BACKGROUND: The Birth Information Network (BIN) was established by Vermont legislation in 2003 and began collecting data in 2006 to conduct statewide, population-level surveillance of 44 structural and chromosomal birth defects, metabolic and endocrine conditions, congenital hearing loss, and very low birth weight. The BIN uses multiple data sources to identify potential cases and then conducts follow-up to confirm or rule out those cases. The program monitors trends, promotes prevention, and links families to resources. An evaluation of the birth cohorts 2006-2014 was conducted to assess the overall effectiveness of the BIN and provide recommendations for improvements.
METHODS: Case information in the BIN was evaluated using the 2001 Centers for Disease Control and Prevention’s Updated Guidelines for Evaluating Public Health Surveillance Systems. Simplicity, flexibility, and acceptability were assessed by interviewing key stakeholders and by reviewing all conversation records from parents of children meeting criteria to be accepted into the BIN. Data quality performance indicators were categorized into three levels of performance: rudimentary, essential, or optimal, using criteria from the National Birth Defects Prevention Network’s (NBDPN) Data Elements Quality Assurance Standards and Recommendations. Diagnosis confirmation status was used to calculate Predictive Positive Value (PPV). Representativeness was assessed by geographical hospital region, specific condition, and maternal demographics.
RESULTS: The BIN is not simple; it aggregates data from as many as 11 diverse primary sources, as well as medical records. The BIN is flexible, and changes to individual cases can be made easily; however, structural changes, such as altering variables to adapt to modified case definitions over time can be difficult. The BIN is widely accepted by the community, with 0.8% of parents/guardians requesting to opt-out of BIN. Per NBDPN standards, overall data quality is within expectations; Vermont achieved an essential level for all completeness and timeliness measures, and an optimal level for three of four accuracy measures. For the 2006-2014 birth cohorts 5497 provisional cases were ascertained, of which 3047 met case definitions, resulting in a PPV of 55.43% (95% CI: 54.12%-56.74%).
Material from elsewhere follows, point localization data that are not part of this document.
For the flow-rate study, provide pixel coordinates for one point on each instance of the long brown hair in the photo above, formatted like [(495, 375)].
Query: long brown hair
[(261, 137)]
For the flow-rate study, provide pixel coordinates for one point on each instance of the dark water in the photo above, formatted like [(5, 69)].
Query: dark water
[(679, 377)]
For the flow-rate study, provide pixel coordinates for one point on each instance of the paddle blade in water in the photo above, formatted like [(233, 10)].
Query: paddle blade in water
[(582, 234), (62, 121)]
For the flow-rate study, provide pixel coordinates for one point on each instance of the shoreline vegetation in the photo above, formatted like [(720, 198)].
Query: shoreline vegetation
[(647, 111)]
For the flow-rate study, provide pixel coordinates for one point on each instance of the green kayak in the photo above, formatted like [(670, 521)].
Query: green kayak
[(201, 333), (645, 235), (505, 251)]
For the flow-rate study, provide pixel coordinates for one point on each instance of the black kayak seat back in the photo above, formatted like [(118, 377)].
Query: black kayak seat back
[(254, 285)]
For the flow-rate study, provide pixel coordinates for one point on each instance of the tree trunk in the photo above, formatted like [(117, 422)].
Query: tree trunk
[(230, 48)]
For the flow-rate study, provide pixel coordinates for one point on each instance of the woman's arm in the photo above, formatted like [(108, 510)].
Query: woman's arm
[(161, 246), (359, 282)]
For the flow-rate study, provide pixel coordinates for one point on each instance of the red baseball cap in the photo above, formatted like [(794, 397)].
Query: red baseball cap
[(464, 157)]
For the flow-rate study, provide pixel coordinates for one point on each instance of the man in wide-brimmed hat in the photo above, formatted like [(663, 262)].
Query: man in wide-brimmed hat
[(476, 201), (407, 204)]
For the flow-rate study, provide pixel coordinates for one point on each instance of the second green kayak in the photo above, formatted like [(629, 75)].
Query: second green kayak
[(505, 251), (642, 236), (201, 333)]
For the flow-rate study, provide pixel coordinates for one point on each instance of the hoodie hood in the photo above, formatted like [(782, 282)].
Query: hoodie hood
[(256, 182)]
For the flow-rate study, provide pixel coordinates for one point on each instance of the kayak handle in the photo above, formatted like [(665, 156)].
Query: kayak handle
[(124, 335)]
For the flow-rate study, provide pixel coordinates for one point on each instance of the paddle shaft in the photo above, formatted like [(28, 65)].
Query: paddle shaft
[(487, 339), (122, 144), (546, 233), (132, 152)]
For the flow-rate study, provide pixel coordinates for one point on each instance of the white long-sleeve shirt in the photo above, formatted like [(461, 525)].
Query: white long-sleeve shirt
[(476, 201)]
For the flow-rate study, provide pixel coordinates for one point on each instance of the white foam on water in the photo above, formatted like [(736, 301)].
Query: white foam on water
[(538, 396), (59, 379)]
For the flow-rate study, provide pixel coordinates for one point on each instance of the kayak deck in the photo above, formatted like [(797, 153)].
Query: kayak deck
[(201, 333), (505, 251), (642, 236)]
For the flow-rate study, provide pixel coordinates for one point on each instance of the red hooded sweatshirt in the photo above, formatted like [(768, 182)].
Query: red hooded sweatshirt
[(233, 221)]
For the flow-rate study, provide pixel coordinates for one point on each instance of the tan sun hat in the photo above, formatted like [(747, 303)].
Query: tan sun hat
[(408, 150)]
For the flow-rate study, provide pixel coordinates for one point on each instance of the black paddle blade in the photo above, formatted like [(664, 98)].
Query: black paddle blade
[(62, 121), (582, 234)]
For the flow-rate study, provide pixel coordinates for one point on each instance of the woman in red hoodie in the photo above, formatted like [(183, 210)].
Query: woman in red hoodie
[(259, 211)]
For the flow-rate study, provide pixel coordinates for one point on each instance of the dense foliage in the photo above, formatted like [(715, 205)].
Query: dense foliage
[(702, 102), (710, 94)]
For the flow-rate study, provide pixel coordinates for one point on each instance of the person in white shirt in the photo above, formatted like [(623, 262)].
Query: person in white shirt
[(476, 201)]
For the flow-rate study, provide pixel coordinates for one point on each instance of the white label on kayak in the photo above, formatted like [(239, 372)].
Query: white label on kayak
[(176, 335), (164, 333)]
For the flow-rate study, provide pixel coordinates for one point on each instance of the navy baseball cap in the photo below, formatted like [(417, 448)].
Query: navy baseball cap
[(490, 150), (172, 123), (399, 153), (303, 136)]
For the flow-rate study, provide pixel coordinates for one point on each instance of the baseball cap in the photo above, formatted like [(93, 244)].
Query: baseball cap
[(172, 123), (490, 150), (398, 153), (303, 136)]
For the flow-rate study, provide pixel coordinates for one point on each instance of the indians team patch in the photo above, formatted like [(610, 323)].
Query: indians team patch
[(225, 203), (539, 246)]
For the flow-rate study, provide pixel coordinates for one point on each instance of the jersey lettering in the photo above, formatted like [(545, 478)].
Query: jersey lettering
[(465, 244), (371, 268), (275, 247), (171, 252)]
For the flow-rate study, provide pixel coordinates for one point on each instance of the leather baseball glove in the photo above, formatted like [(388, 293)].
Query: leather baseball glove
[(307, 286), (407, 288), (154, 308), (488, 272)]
CONCLUSIONS: The BIN is widely accepted by the community, and exceeds NBDPN standards in most accuracy categories. However, developing a formal database quality assurance process will bring all accuracy measures to an optimal level. Expanding autofill fields in data tables will increase completeness and minimize human error. Ensuring goals in case completion times are met and increasing the PPV, without missing potential cases, will improve overall timeliness measures.